Zuletzt geprüft: August 2026.
Magnetfischen ist in den Niederlanden nicht verboten. Es gibt kein nationales Gesetz dagegen, keine Genehmigung ist erforderlich, und dem Parlament liegt kein Gesetzentwurf vor, der dies ändern würde. Als Hobby ist es grundsätzlich legal.
Das ist keine abseitige Auslegung. Das Kenniscentrum Ontplofbare Oorlogsresten, herausgegeben unter Rijkswaterstaat, bringt es klar auf den Punkt:
"Es gibt keine Rechtsvorschriften, mit denen Magnetfischen unmittelbar und wirksam verboten werden kann."
(Es gibt keine Rechtsvorschriften, mit denen Magnetfischen unmittelbar und wirksam verboten werden kann.)
Die ehrliche Überschrift für die Niederlande lautet also: erlaubt, sofern an dem Ort, an dem du dich befindest, nicht ausdrücklich etwas anderes bestimmt ist. Auf diese konkreten Einschränkungen geht der Rest dieser Seite ein, denn es gibt einige, und du solltest sie kennen, bevor du losziehst.
Einschränkung Nummer eins: Wonach du suchst
Das Erfgoedwet enthält ein Ausgrabungsverbot (opgravingsverbod). Hobby-Sondengehen ist in den Niederlanden aufgrund einer schriftlichen Ausnahme von diesem Verbot legal – und diese Ausnahme ist ausdrücklich so formuliert, dass sie nur an Land gilt.

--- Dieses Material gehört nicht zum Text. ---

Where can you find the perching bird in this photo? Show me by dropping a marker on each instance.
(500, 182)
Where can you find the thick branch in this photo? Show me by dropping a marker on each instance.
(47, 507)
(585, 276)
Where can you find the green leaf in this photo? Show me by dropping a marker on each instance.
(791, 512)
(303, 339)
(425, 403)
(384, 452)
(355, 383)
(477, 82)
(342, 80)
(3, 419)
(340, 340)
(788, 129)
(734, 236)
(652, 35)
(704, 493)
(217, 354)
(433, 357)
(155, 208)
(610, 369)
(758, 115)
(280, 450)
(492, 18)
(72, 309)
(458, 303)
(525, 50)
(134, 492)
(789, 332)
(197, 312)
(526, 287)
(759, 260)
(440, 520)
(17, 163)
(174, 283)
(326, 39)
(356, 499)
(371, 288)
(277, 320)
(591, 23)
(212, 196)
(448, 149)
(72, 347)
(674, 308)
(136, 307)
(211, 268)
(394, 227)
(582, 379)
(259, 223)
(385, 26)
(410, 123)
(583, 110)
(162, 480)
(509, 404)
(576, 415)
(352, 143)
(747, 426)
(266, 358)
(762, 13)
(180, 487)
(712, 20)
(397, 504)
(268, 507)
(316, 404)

Die Inspectie Overheidsinformatie en Erfgoed unter dem Ministerium für Bildung, Kultur und Wissenschaft erklärt es ausdrücklich:
"Die Ausnahme vom Ausgrabungsverbot für die Suche und das Graben mit einem Metalldetektor gilt nur an Land und nicht im Wasser."
(Die Ausnahme vom Ausgrabungsverbot für die Suche und das Graben mit einem Metalldetektor gilt nur an Land und nicht im Wasser.)

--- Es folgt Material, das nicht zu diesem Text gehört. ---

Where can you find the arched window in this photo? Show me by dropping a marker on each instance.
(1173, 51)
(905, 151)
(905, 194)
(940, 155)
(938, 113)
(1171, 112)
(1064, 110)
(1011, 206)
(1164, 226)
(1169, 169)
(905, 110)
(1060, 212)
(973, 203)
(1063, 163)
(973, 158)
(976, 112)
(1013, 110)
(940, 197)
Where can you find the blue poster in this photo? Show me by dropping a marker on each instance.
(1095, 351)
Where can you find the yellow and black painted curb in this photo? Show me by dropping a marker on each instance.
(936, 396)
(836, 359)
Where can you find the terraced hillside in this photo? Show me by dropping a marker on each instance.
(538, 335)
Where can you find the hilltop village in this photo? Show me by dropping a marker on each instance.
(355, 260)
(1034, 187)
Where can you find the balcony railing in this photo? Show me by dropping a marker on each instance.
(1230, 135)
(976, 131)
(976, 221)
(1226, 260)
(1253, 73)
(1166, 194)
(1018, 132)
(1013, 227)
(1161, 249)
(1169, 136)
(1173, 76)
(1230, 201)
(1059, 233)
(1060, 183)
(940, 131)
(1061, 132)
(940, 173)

Das sollte man sich vor Augen führen, denn es ist das Gegenteil von dem, was die meisten Menschen annehmen. Hobbytätigkeit ist es, die einen Sondengänger an Land schützt. Im Wasser bietet derselbe Hobbystatus überhaupt keine Ausnahme.
Was es nicht bedeutet, ist, dass das Herausziehen von Metall aus einem Kanal illegal ist. Die Aufsichtsbehörde zieht die Grenze bei der Absicht, und ihr eigenes Beispiel macht dies am deutlichsten:
"Ein Gemeindebediensteter, der mit einem Magneten die Grachten säubert und Fahrradwracks vom Grund fischt, verstößt nicht gegen das Denkmalschutzgesetz. Wer jedoch mit einem Magneten hofft, einen schönen alten Schlüssel oder einen Fund aus dem Zweiten Weltkrieg zu finden, verstößt sehr wohl gegen das Gesetz."

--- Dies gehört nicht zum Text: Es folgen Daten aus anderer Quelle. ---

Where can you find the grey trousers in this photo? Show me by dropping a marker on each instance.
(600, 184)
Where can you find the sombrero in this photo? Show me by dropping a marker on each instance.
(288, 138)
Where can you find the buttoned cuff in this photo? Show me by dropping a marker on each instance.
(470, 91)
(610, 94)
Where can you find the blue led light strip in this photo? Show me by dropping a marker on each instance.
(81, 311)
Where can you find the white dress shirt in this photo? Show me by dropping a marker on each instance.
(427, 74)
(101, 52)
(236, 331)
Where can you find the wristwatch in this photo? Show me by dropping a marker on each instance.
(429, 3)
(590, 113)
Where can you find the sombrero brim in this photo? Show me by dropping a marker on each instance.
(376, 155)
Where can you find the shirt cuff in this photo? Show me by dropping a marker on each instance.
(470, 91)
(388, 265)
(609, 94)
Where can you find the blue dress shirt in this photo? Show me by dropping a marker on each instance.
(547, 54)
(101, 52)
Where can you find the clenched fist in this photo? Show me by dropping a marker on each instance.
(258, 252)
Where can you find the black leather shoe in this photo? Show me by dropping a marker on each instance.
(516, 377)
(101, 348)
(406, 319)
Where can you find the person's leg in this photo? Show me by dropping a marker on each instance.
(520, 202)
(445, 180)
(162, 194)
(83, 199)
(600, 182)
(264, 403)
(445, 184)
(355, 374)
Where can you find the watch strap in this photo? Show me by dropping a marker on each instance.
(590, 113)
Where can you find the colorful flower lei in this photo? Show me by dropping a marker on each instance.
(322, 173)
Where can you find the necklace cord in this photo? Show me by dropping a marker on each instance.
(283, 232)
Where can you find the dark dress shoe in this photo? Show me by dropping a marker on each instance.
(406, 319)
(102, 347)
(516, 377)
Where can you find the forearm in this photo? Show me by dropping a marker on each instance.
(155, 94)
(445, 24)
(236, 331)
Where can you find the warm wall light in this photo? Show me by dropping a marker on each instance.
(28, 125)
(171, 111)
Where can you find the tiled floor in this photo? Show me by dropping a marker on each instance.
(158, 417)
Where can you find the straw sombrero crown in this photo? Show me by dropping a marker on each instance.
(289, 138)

(Ein Gemeindearbeiter, der die Kanäle mit einem Magneten säubert und Fahrradwracks vom Grund fischt, verstößt nicht gegen das Denkmalschutzgesetz. Wer jedoch mit einem Magneten hofft, einen schönen alten Schlüssel oder einen Fund aus dem Zweiten Weltkrieg zu finden, verstößt sehr wohl gegen das Gesetz.)
Identische Tätigkeit. Identischer Magnet. Der Unterschied liegt im Ziel. Schrott, Fahrräder und verlorene Schlüssel aus einem Gewässer zu entfernen, ist nicht das, worauf dieses Gesetz abzielt. Gezielt in einem Burggraben nach mittelalterlichen Metallgegenständen zu suchen, schon.
Praktisch bedeutet das, dass es beim Suchen statt beim Räumen zwei Arten von Orten gibt, die Sie meiden sollten:
- Burggräben (kasteelgrachten)
- Grachten in historischen Stadtzentren
Hier ist archäologisches Material am ehesten zu finden, und die Aufsichtsbehörde nennt beide Orte als Bereiche, in denen Ihnen ein Bußgeld drohen kann.
Zweite Einschränkung: Ihre Gemeinde
Das ist der Punkt, der tatsächlich viele Menschen überrascht, und er hat nichts mit dem Denkmalschutzrecht zu tun. Einzelne Gemeinden können Magnetfischen durch örtliche Satzungen einschränken und tun dies auch. Es gibt kein einheitliches nationales Muster — die VNG-Muster-APV enthält nach wie vor keine Bestimmung zum Magnetfischen. Deshalb werden alle Verbote lokal festgelegt, weshalb die Artikelnummern überall unterschiedlich sind.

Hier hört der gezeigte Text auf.